It was a day of grief and I let my tears flow. They were not primarily for those who lost their life in the First World War, although I am grateful to them for the sacrifices they made, and for the fact that one of them, my grandfather, came home. The memory of this factored into the day’s mix, and a rich mix it was.
“If it be your will, that I speak no more..”, echoed in my heart. These words penned by Leonard Cohen have nurtured my soul many times when I have questioned my own work and worth. I listened with tears to repeat CBC broadcasts of his voice, music and poetry.
Over the lunch hour, the CBC “Ontario Today” phone-in show invited to call, those recognizing and remembering others who also suffer as a result of war: civilians, parents, children, to tell their stories of loss. I cried at the memories shared and also at the anger expressed by some unwilling to care about the suffering of anyone other than those of their own “tribe.”

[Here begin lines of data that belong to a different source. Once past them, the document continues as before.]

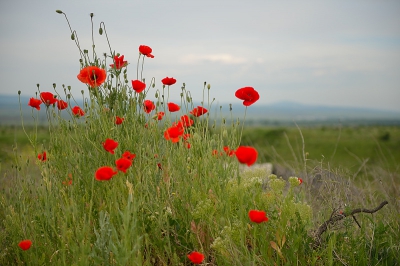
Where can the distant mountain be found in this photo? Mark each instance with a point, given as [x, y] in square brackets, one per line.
[280, 112]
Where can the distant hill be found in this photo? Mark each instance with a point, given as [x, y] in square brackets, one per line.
[277, 113]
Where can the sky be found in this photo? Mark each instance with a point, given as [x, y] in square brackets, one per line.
[333, 53]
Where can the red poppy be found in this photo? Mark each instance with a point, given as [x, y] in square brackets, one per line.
[77, 111]
[186, 121]
[146, 50]
[148, 106]
[138, 86]
[248, 94]
[35, 103]
[168, 81]
[173, 133]
[228, 151]
[47, 98]
[105, 173]
[61, 105]
[128, 155]
[92, 76]
[119, 62]
[25, 244]
[198, 111]
[173, 107]
[160, 115]
[123, 164]
[257, 216]
[119, 120]
[196, 257]
[110, 145]
[42, 156]
[246, 155]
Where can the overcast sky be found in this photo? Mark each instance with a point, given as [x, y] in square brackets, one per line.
[340, 53]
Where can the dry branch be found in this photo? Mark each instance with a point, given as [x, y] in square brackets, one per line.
[337, 217]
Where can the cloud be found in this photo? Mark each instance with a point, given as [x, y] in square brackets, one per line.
[214, 58]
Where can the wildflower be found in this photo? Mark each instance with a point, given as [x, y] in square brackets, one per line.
[160, 115]
[123, 164]
[228, 151]
[248, 94]
[42, 156]
[35, 103]
[105, 173]
[198, 111]
[168, 81]
[25, 244]
[47, 98]
[110, 145]
[77, 111]
[61, 105]
[173, 133]
[257, 216]
[173, 107]
[119, 120]
[138, 86]
[246, 155]
[119, 62]
[186, 121]
[146, 50]
[148, 106]
[196, 257]
[128, 155]
[92, 76]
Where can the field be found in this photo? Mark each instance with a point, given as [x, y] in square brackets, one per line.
[357, 166]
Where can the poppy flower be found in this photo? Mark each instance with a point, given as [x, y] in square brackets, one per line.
[123, 164]
[248, 94]
[110, 145]
[160, 115]
[173, 133]
[119, 120]
[35, 103]
[228, 151]
[42, 156]
[92, 76]
[186, 121]
[148, 106]
[25, 244]
[300, 180]
[198, 111]
[77, 111]
[146, 50]
[246, 155]
[257, 216]
[196, 257]
[173, 107]
[47, 98]
[128, 155]
[105, 173]
[138, 86]
[61, 105]
[119, 62]
[168, 81]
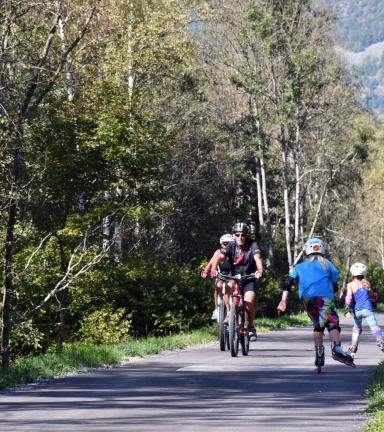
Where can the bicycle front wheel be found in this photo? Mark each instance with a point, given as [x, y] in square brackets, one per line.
[222, 329]
[244, 341]
[234, 329]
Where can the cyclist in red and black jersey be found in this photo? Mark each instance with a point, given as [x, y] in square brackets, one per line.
[224, 269]
[244, 257]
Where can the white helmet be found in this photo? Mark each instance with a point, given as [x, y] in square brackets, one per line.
[226, 238]
[358, 269]
[314, 246]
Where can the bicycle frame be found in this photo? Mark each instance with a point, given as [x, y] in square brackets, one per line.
[237, 296]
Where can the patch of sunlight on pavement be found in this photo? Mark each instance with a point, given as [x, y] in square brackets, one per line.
[203, 368]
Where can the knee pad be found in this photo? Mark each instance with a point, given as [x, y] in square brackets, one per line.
[333, 327]
[318, 329]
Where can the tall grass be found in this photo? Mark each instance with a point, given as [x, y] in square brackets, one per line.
[80, 358]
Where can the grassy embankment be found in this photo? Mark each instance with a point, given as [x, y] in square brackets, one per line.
[375, 395]
[82, 358]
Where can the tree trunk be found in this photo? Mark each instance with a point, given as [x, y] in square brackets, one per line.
[260, 208]
[62, 301]
[270, 256]
[297, 206]
[348, 266]
[286, 199]
[8, 285]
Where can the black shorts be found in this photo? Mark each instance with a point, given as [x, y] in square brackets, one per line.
[249, 286]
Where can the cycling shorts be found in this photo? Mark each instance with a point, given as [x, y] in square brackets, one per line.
[249, 286]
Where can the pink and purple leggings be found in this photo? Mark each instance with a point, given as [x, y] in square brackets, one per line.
[357, 325]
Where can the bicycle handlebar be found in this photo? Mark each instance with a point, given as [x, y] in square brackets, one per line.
[236, 277]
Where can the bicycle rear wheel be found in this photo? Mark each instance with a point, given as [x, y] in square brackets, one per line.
[222, 329]
[234, 329]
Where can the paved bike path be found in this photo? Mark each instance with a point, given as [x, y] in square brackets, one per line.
[208, 390]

All of this was tinged in the bitter aftermath of a Trump victory by the thought that fear, negative energies, and numerous phobias, took hold of half the American electorate. And with gratitude for the chance of birth that makes me Canadian.
In the teary mix were some for people in my life who are experiencing the fresh grief of a difficult diagnosis, death of a loved one, and loss and brokenness in relationships.
When I teach, as I am presently, a course titled “Spiritual care to Dying and Grieving Persons”, I refer to the healing power of tears. I know it to be true from my own experience.
Don’t be afraid of your own. When life blind-sides you from without and within, let them flow. It’s the first step to healing and health.